Who would want to acquire Agile?
With likely modest peak sales expectation of $100-200 million a year, self commercializing TWIRLA will at best achieve modest profitability (if at all). Therefore, if approved, it makes more sense to sell to an existing player who can leverage the fixed costs of its existing commercial infrastructure. Over the years, many big pharmas have exited from women's health leaving a few current players including Pfizer, Merck & Co., Bayer (OTCPK:BAYZF), and Allergan (AGN). TWIRLA may not be big enough of an opportunity to attract interest from these big companies and smaller players like Teva (TEVA) and Mylan face financial troubles and are unlikely to be acquirers. That said, it could be of interest to a smaller women's health player like private Canadian company Duchesnay or AMAG Pharmaceuticals (AMAG) who has been an aggressive acquirer who is facing generic competition for its top selling drug for preventing preterm birth, MAKENA.

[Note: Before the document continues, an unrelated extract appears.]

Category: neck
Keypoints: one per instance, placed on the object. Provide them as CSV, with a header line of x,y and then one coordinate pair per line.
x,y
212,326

As we head into 2018, these four companies merit watching as they all offer potential for meaningful advancements in product safety that if successful could attract interest from both investors and outside acquirers.
Disclosure: I am/we are long AGRX, JUNO, SAGE, NKTR.
I wrote this article myself, and it expresses my own opinions. I am not receiving compensation for it (other than from Seeking Alpha). I have no business relationship with any company whose stock is mentioned in this article.
Additional disclosure: Commentary presented is not individualized investment advice. Opinions offered here are not personalized recommendations. Readers are expected to do their own due diligence or consult an investment professional if needed prior to making investment decisions. Although I do my best to present factual research, I do not in any way guarantee the completeness or accuracy of the information I post. Investing in common stock can result in partial or total loss of capital.